A Xenograft Model of Lymphocyte-Independent, Effector-Driven Macrophage Activation SyndRome Amenable to Anti-CD33 and Anti-IL-6R Treatment

Macrophage Activation Syndrome (MAS) is a form of secondary hemophagocytic lymphohistiocytosis (HLH) that frequently complicates various rheumatoid disorders. Similar to HLH, these disorders present with chronic inflammation and immune dysfunction. Most typically, an identifiable infection triggers an immune response that is either ineffective due to genetic inactivating mutations that affect lymphocyte cytotoxicity, as in primary HLH, or uncontrolled and characterized by expansion of activated T and macrophage cells as in the case of MAS. While lymphocyte function is generally thought to be a crucial aspect of the disease state, abnormal myeloid cell activation by genetic activation of inflammasomes or repeated TLR stimulation was recently shown to result in MAS. These studies have implicated several cytokines, including SCF, IL-3, and GM-CSF in the disease process. A lymphocyte-independent model could be useful to isolate the myeloid contribution to MAS and would allow the testing of additional therapeutic strategies that target the effector cells directly. Such novel therapies are needed to address refractory cases that often prove fatal.

Transgenic expression of key myelosupportive human cytokines in immune-deficient mice corrects for the lack of cross species activities of SCF, IL-3, and GM-CSF. When engrafted with human umbilical cord blood (UCB), these triple transgenic mice produce BM and spleen grafts with much higher myeloid composition, relative to non-transgenontrols. After engraftment with UCB, these mice develop severe, fatal MAS characterized by a progressive drop in rbc numbers, increased reticulocyte counts, decreased rbc half-life, progressive cytopenias and evidence of chronic inflammation. The BM becomes strikingly hypocellular and spleens are significantly enlarged with evidence of extramedullary hematopoiesis. Activated macrophages engaged in hemophagocytosis are readily detectable in the spleen and liver. Mice also show elevated body temperature and sCD25, indicating the presence of activated lymphocytes.

Treatment of mice with the CD52 inhibitor alemtuzumab eliminated the human graft and resolved MAS, implicating a human cell and demonstrating the reversibility of the phenotype. However, there was no response to lymphocyte suppressive therapies such as steroids, intravenous immunoglobulin, or antibody-mediated ablation of human B and T cells, demonstrating a lymphocyte independent mechanism of action. In contrast, elimination of human myeloid cells using gemtuzumab ozogamicin (anti-CD33) completely reversed the disease, demonstrating the utility of targeting the effector macrophage cells directly in this model.

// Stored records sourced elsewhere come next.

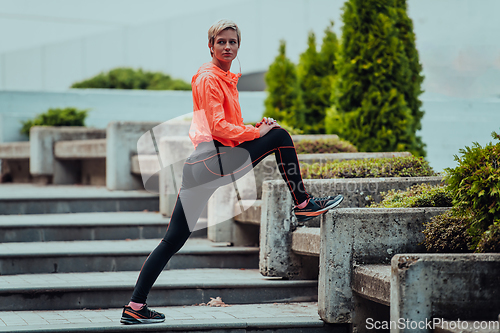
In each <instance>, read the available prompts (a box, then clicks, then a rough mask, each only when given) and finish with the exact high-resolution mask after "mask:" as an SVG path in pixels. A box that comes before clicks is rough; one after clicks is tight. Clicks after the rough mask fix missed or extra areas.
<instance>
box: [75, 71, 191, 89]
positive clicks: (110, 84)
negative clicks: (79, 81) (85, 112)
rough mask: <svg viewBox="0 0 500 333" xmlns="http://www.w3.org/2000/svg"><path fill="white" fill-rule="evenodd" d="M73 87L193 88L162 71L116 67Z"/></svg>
mask: <svg viewBox="0 0 500 333" xmlns="http://www.w3.org/2000/svg"><path fill="white" fill-rule="evenodd" d="M71 88H107V89H148V90H191V85H190V84H189V83H187V82H185V81H183V80H180V79H172V78H171V77H170V75H166V74H163V73H161V72H149V71H143V70H142V69H141V68H140V69H138V70H134V69H132V68H126V67H125V68H115V69H112V70H110V71H109V72H106V73H104V72H101V73H99V74H97V75H96V76H94V77H92V78H90V79H87V80H83V81H81V82H76V83H74V84H73V85H72V86H71Z"/></svg>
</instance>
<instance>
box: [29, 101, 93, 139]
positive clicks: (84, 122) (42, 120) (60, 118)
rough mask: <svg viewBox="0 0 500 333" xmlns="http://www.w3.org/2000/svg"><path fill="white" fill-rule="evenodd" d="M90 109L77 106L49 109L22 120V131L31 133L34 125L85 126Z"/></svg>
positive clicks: (51, 125)
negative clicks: (43, 112) (78, 108)
mask: <svg viewBox="0 0 500 333" xmlns="http://www.w3.org/2000/svg"><path fill="white" fill-rule="evenodd" d="M87 112H88V110H79V109H77V108H71V107H70V108H65V109H58V108H56V109H49V110H48V111H47V112H45V113H41V114H38V115H37V116H36V117H35V119H33V120H28V121H22V122H21V123H22V124H23V126H22V128H21V133H22V134H26V135H27V136H29V135H30V128H31V127H33V126H85V118H86V117H87Z"/></svg>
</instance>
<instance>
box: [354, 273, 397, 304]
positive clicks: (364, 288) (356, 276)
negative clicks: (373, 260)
mask: <svg viewBox="0 0 500 333" xmlns="http://www.w3.org/2000/svg"><path fill="white" fill-rule="evenodd" d="M352 290H353V291H355V292H357V293H358V294H359V295H361V296H362V297H364V298H367V299H369V300H372V301H375V302H377V303H381V304H384V305H390V299H391V265H364V266H357V267H354V271H353V276H352Z"/></svg>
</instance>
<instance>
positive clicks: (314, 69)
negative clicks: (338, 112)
mask: <svg viewBox="0 0 500 333" xmlns="http://www.w3.org/2000/svg"><path fill="white" fill-rule="evenodd" d="M319 58H320V55H319V53H318V51H317V50H316V35H315V34H314V32H312V31H311V32H309V35H308V38H307V49H306V50H305V52H304V53H302V54H301V55H300V58H299V64H298V66H297V74H298V78H299V84H300V90H301V92H302V96H303V101H304V107H305V110H304V116H305V122H304V123H302V124H301V126H300V128H301V129H303V130H304V131H305V132H306V133H311V134H312V133H324V125H323V120H324V118H325V115H324V112H323V111H324V109H325V105H324V101H322V100H321V96H320V91H321V83H322V82H321V79H322V76H323V73H322V66H321V64H320V61H319Z"/></svg>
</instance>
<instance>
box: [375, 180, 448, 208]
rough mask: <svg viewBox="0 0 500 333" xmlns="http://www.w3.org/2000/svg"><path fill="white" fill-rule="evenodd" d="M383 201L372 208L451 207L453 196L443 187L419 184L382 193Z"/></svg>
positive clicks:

Using a multiplex ELISA assay, TNF alpha and IFN gamma were low to absent in affected mice, however, IL-6, IL-10, MIP-1 alpha, and MIP-1 beta were consistently upregulated. IL-6, MIP-1 alpha, and MIP-1 beta were lost after gemtuzumab ozogamicin therapy, but not after combined B/T cell ablation with rituximab and OKT-3. Interestingly, IL-10 and sCD25 was suppressed by either treatment. Since the IL-6R antibody tocilizumab is currently being evaluated in a clinical trial for HLH, we examined the efficacy of tocilizumab injections in our model and found delayed progression of anemia and a prolonged lifespan for affected mice. This novel model of MAS provides a new tool for the investigation of the mechanisms driving MAS and for the testing of myeloid-directed therapies in a human cell model.